Davis played all three innings at third base. A wide throw to first on a slow-roller allowed a runner to reach in his lone fielding chance.

"It was good to see him out there," said Gary Kendall, the Double-A Bowie skipper who was managing the instructional league team. "Chris has missed a little bit of time, so it was all about getting his timing back, getting out on the field and getting acclimated to some game situations."

Kendall anticipates that Davis will make steady progress in the coming days, both in quantity and quality of play.

"He played three innings today, and each day it will increase," Kendall said. "He got the bat going a little bit. I know he misfired on some pitches he usually hits, but it's going to come. The timing will come back, getting his swing down and getting into the rhythm of the game.
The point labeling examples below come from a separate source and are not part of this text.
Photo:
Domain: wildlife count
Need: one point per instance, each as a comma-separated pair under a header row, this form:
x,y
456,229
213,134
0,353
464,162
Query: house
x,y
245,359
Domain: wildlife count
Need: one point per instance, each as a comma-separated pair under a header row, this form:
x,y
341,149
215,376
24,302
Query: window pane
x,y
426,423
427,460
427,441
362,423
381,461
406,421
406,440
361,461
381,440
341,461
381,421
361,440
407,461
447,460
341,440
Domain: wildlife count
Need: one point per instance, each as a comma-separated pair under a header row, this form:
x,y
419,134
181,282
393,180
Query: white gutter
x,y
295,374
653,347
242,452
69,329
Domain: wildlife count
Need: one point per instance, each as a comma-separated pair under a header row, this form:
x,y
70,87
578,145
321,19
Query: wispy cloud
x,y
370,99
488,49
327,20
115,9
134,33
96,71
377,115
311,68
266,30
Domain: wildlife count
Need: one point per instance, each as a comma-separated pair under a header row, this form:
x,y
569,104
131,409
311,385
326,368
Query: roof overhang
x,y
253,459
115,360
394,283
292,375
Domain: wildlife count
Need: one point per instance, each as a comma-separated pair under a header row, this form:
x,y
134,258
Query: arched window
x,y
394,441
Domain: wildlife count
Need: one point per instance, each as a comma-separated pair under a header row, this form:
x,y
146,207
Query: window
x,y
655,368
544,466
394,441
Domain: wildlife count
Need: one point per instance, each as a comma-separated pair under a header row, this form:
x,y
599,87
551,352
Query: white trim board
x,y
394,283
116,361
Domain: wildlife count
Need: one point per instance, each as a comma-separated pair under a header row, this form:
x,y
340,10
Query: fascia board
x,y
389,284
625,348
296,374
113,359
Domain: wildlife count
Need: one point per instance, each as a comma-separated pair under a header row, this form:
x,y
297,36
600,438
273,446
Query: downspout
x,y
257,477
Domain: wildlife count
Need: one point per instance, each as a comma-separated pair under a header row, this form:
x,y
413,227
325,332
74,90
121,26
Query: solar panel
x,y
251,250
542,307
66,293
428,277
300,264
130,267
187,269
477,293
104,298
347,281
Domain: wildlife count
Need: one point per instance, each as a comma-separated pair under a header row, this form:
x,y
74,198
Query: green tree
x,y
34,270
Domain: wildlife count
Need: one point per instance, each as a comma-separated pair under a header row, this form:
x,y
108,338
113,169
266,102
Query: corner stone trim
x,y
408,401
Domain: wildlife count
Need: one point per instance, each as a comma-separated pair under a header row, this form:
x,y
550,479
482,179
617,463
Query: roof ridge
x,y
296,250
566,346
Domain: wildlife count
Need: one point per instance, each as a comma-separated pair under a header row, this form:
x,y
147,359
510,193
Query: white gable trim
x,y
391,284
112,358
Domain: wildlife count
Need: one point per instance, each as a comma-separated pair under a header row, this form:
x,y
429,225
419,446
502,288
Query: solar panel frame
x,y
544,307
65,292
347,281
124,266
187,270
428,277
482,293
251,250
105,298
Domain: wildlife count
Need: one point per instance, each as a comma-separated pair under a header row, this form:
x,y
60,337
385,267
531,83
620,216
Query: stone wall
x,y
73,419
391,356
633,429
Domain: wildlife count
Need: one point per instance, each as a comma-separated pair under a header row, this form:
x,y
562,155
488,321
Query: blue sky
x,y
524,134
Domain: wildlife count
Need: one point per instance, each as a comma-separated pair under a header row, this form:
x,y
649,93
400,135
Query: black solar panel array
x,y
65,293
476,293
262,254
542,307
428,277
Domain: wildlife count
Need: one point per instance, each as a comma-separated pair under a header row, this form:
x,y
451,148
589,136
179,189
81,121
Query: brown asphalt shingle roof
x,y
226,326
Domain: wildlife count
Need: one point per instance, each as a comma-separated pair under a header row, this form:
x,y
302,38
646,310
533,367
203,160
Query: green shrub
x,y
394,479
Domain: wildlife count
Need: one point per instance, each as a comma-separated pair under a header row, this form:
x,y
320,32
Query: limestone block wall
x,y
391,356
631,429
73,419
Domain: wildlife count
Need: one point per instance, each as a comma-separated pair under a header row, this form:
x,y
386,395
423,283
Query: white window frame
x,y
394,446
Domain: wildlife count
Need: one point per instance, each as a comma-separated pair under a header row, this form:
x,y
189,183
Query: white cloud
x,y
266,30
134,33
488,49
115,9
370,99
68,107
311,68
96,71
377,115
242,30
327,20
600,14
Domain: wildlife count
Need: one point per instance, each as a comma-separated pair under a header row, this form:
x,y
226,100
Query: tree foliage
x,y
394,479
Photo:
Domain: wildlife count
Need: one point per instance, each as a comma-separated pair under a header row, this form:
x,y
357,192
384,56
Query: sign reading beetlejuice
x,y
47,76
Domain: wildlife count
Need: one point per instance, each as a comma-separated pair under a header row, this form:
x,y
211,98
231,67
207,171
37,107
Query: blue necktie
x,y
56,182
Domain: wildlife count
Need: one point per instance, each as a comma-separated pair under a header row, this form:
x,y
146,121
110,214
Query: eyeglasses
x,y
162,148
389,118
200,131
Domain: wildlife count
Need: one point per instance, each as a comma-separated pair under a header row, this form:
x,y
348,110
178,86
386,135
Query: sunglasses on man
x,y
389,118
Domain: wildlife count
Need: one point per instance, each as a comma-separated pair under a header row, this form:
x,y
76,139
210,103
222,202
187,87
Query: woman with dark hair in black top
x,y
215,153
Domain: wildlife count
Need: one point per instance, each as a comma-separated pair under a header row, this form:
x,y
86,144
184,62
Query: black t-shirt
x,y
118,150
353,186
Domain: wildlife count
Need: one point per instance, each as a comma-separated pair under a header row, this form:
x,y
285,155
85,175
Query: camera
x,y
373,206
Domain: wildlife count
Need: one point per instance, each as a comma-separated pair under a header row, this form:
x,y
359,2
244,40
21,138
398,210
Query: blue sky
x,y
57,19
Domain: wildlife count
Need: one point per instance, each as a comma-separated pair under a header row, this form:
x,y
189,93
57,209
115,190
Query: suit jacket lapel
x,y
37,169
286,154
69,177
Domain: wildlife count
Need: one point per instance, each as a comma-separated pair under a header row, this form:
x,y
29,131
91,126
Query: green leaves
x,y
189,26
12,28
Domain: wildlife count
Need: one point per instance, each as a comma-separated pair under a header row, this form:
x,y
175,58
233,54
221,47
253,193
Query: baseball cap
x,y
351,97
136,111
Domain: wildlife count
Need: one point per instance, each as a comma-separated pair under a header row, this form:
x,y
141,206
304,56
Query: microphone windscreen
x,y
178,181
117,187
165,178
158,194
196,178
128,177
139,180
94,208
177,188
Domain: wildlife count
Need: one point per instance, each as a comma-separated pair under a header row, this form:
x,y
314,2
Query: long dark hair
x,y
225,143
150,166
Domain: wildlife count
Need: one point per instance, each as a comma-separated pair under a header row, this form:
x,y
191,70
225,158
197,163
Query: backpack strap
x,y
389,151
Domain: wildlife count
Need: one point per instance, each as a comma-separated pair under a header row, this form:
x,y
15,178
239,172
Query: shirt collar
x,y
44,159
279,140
"For a first day, it was all positive."

According to Kendall, Davis has been an engaging presence with his mostly teenaged teammates since arriving in Sarasota.

"Oh, he's been great," Kendall said. "That's one thing that Buck [Showalter] has really has brought to the organization. It's not just here, but in Bowie or Frederick … wherever a player has a minor league assignment. When they come, they interact."

Kendall also credits the Orioles' Sarasota training facilities as being a big factor behind the familiarity that players from every level of the organization share.

"One of the great things about being here in Sarasota is that the minor leaguers and the major leaguers share the same facilities, so they get acquainted during spring training and get a chance to interact daily. That creates a positive identity for the organization."

The earliest Davis could possibly is Game 4 of the American League Championship Series. But teams need to set their 25-man rosters before each series, so even if the Orioles advance past the division series, they will need to decide whether to carry Davis on the roster for the ALCS, knowing he'll miss at least part of it.


The club has not made any definitive announcement concerning Davis' future.

He was batting .196 with 26 home runs and 72 RBIs through 127 games at the time of his suspension.